今もなお、海と暮らしが近い “海まちの風情” が色濃く残る稀有な地域でもあります。

明治の詩人・小説家である国木田独歩が逗留し、創作のインスピレーションを得た地としても知られています。
その独歩が滞在していたとされる築120年を超えるお屋敷は、現在『古民家doppo』として生まれ変わりました。
当時の面影を残すこの建物には、五右衛門風呂やかまどが残り、昔の暮らしの知恵や工夫を体感することができます。
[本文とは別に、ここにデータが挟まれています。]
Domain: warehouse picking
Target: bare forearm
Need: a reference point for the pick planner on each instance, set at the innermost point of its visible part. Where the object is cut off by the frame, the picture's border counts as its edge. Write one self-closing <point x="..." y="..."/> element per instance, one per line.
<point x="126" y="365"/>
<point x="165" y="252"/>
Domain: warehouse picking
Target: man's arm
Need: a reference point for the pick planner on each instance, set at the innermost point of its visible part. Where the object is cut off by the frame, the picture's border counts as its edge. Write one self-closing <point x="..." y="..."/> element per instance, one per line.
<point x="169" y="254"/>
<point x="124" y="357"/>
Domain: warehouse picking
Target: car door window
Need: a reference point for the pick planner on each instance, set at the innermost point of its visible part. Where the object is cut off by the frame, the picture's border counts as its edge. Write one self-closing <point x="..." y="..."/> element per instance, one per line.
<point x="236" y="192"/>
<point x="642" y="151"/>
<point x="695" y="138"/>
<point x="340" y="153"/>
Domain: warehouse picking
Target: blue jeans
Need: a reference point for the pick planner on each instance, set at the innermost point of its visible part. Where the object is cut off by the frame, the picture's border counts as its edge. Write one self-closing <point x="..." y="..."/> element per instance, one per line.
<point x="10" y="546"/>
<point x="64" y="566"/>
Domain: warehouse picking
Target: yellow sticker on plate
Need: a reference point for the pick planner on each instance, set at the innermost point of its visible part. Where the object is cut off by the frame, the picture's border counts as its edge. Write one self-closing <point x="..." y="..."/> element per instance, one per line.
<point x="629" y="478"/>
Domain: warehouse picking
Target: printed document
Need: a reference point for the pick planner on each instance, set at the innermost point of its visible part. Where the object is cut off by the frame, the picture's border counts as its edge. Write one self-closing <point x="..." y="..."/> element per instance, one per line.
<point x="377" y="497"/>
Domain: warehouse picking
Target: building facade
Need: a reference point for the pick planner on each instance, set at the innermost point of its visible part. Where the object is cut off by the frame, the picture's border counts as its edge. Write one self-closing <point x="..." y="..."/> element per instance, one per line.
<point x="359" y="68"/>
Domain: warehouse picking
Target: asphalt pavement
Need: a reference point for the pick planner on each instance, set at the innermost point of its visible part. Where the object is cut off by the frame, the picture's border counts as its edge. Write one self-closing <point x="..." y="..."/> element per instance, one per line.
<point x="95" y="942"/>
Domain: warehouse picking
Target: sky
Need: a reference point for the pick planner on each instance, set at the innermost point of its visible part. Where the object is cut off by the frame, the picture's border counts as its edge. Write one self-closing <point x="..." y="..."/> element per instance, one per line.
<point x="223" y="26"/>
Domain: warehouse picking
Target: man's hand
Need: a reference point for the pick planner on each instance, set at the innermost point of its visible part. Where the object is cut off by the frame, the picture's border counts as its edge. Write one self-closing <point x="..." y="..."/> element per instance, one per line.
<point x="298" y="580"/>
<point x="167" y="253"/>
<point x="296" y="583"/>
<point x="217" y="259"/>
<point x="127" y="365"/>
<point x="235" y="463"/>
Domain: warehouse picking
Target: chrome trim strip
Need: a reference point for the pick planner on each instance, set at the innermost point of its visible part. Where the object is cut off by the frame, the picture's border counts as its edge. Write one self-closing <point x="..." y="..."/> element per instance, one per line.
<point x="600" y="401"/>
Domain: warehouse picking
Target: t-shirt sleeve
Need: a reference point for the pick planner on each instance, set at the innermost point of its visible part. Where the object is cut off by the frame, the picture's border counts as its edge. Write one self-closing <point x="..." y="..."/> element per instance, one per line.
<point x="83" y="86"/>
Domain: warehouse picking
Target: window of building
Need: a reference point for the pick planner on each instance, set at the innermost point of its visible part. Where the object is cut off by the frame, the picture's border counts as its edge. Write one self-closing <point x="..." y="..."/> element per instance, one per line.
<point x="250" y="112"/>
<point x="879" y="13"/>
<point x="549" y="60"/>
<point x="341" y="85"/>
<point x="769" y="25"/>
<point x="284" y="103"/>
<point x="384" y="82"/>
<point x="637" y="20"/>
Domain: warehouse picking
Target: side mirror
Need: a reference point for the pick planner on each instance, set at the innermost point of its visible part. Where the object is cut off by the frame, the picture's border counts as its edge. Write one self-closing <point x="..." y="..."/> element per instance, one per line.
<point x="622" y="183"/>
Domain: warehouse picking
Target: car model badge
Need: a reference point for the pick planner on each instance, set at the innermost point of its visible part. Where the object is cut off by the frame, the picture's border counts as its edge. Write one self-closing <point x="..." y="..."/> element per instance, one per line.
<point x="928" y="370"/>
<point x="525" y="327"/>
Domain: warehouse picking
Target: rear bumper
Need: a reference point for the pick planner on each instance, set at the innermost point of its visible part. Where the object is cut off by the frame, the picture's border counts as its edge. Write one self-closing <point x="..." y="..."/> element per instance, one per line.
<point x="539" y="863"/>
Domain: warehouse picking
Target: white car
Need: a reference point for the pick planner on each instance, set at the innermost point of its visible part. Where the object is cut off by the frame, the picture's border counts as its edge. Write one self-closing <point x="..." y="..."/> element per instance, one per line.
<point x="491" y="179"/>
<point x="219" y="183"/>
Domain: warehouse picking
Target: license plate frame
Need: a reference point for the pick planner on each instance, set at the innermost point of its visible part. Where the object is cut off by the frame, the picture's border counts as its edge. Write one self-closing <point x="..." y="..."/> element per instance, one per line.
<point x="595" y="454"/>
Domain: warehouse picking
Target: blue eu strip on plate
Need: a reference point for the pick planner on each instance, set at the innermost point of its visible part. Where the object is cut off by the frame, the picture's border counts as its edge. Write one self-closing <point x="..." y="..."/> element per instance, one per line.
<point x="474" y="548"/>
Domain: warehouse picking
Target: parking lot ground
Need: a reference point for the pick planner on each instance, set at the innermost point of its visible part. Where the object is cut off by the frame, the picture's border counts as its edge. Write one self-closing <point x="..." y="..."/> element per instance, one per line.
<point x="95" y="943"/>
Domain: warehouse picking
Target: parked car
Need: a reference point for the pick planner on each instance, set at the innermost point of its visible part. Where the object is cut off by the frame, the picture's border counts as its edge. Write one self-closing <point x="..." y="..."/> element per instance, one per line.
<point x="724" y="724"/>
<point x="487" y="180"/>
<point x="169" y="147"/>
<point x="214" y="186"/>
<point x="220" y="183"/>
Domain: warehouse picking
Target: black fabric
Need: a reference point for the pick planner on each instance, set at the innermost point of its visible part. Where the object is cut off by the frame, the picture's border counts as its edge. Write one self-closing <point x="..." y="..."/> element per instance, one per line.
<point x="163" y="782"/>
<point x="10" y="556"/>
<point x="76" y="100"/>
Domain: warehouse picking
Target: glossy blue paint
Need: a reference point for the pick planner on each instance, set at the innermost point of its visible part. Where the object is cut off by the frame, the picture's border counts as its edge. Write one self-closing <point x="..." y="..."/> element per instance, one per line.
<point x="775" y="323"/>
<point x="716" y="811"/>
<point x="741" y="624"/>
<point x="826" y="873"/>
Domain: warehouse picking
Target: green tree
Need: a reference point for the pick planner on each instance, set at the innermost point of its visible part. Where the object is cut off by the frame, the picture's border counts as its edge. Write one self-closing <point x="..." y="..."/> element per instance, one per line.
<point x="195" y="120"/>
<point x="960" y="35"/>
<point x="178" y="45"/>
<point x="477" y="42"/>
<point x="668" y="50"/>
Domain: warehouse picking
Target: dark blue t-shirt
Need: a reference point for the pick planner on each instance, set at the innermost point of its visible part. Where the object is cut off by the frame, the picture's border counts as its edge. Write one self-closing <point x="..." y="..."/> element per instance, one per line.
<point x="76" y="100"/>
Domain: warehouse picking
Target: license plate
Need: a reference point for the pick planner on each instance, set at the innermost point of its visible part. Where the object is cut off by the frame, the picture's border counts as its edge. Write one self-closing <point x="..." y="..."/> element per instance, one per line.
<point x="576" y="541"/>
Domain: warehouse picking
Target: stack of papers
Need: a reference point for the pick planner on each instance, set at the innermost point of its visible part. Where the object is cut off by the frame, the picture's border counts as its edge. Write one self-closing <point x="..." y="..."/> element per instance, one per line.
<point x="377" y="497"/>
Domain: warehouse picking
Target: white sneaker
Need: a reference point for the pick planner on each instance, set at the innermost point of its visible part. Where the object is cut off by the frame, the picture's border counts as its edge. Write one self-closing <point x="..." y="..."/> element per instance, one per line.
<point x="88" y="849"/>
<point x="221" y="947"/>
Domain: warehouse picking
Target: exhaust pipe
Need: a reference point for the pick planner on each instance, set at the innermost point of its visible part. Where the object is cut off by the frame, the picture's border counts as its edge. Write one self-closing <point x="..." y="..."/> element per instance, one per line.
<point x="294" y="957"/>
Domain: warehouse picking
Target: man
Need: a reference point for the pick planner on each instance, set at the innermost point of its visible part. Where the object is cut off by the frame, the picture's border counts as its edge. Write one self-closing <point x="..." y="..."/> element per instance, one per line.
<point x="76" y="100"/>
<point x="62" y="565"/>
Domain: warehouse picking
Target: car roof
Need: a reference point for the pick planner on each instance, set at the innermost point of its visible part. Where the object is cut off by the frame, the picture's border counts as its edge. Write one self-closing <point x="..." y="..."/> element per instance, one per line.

また、海辺特有の環境に適応した日本建築は、海とともに生きる暮らしのあり方を、建物そのものから学ぶことができます。

そんな物語のある建物での気づきをきっかけに、海まちの風景や暮らしに目を向けることで、さまざまな問いが生まれていきます。
探求学習プログラム「海まち 探究クエスト」は、『古民家doppo』にご宿泊いただくお子様とそのご家族だけにお贈りする、2泊3日の特別な学びの旅。
瀬戸内の “海まち” という環境の中で学び・考え・発見する本プログラムは、観光や単発の体験提供にとどまらず、地域の自然・歴史・文化・人との出会いを通じて、子どもたちの学びや気づきを促すことを目的としています。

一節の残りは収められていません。